REPUBLIKA.CO.ID, JAKARTA -- Anggota Badan Pengawas Pemilu (Bawaslu), Ratna Dewi Pettalolo, mengatakan, pihaknya sedang melakukan kajian terhadap potensi dampak kasus penyalahgunaan data oleh lembaga konsultan politik asal Inggris, Cambridge Analytica, terhadap pelaksanaan Pemilu 2019. Menurut Ratna, pihaknya pun sedang mempersiapkan antisipasi jika kasus serupa nantinya terjadi di Indonesia.

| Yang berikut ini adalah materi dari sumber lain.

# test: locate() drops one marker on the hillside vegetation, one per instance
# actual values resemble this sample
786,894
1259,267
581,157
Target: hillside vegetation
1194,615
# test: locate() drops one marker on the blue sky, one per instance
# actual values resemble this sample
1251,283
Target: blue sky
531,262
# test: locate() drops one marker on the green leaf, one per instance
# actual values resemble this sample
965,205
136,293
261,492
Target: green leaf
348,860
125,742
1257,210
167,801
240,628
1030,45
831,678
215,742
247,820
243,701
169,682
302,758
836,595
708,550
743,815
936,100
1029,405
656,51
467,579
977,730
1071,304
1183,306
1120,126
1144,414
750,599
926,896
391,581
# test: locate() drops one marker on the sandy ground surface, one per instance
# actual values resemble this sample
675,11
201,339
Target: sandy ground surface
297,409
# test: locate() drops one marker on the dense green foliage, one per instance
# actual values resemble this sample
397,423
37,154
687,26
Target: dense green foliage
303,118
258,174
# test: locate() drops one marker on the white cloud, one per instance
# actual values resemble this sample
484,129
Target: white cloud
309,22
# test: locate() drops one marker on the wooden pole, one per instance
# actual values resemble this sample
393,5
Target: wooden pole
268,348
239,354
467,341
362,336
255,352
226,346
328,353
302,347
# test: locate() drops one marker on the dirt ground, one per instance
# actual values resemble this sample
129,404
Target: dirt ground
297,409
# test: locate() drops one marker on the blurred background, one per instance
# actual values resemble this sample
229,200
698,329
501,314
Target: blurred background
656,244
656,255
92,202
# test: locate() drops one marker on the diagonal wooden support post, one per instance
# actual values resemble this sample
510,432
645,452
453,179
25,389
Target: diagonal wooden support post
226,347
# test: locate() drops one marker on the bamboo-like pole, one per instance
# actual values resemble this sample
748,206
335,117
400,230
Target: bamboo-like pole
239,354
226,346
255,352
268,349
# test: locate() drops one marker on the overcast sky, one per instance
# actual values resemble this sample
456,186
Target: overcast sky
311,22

"Soal dampak dari kasus Cambridge Analityca, masih dalam kajian Bawaslu. Kami masih mengkaji potensi dampak kasus itu terhadap pemilu di Indonesia," ujar Ratna melalui pesan singkat kepada Republika, Kamis (22/3).
Atas kajian itu, Bawaslu nantinya melakukan persiapan jika kasus penyalahgunaan data semacam itu terjadi dalam pemilu. "Benar sudah persiapan untuk antisipasi. Namun untuk pelaksanaan Pilkada 2018, kami belum memikirkan hingga ke sana. Kami masih fokus kepada ujaran kebencian, informasi hoaks, kampanye negatif dan kampanye hitam dalam pelaksanaan pilkada tahun ini," jelasnya.
Sementara itu, Direktur Eksekutif Perkumpulan untuk Pemilu dan Demokrasi (Perludem), Titi Anggraini, mengatakan kasus Cambridge Analytica, sebaiknya menjadi refleksi bagi pelaksanaan pemilu dan pilkada di Indonesia. Menurutnya, KPU dan Bawaslu sebagai penyelenggara dan pengawas harus mulai waspada terhadap potensi kejadian serupa.
Terlebih, kata dia, Indonesia menjadi salah satu negara dengan anggota Facebook terbanyak di dunia. "Selain itu, kedua lembaga juga sudah melakukan kesepakatan bersama sejumlah penyedia platform media sosial, salah satunya Facebook. Dengan adanya nota kesepakatan itu, mestinya ada tindak lanjutnya," ujar Titi ketika dihubungi Republika, Kamis malam.
Titi juga mengingatkan, kegiatan penyalahgunaan data oleh Cambridge Analityca dilakukan secara lintas negara. "Kasus ini merupakan peringatan dini kepada penyelenggara pemilu dan pilkada, juga kepada pemerintah. Jangan sampai data pengguna Facebook ini bocor dan disalahgunakan untuk kampanye jahat menjelang pilkada dan pemilu mendatang," tambah Titi.
Sebelumnya, pakar keamanan siber, Pratama Pershadha, mengatakan dunia sedang dikejutkan oleh kabar bocornya data pengguna Facebook sebanyak lebih dari 50 juta akun kepada pihak ketiga. Menurut dia, kabar tersebut menyebar setelah ada pengakuan dari internal Cambridge Analytica bahwa mereka mendapatkan data dari Facebook, kemudian klien mereka menggunakannya.
Salah satu klien Cambridge Analytica adalah Donald Trump yang terpilih sebagai Presiden Amerika Serikat di akhir 2016. Kabar tak sedap ini membuat saham Facebook turun sebanyak 6,8 persen. Bahkan, diperkirakan akan terus turun.
Selain itu, parlemen Uni Eropa memanggil Mark Zuckerberg untuk hadir di sidang parlemen Uni Eropa di Brussles Belgia. Parlemen Inggris tidak mau ketinggalan meminta penjelasan langsung dari Zuckerberg.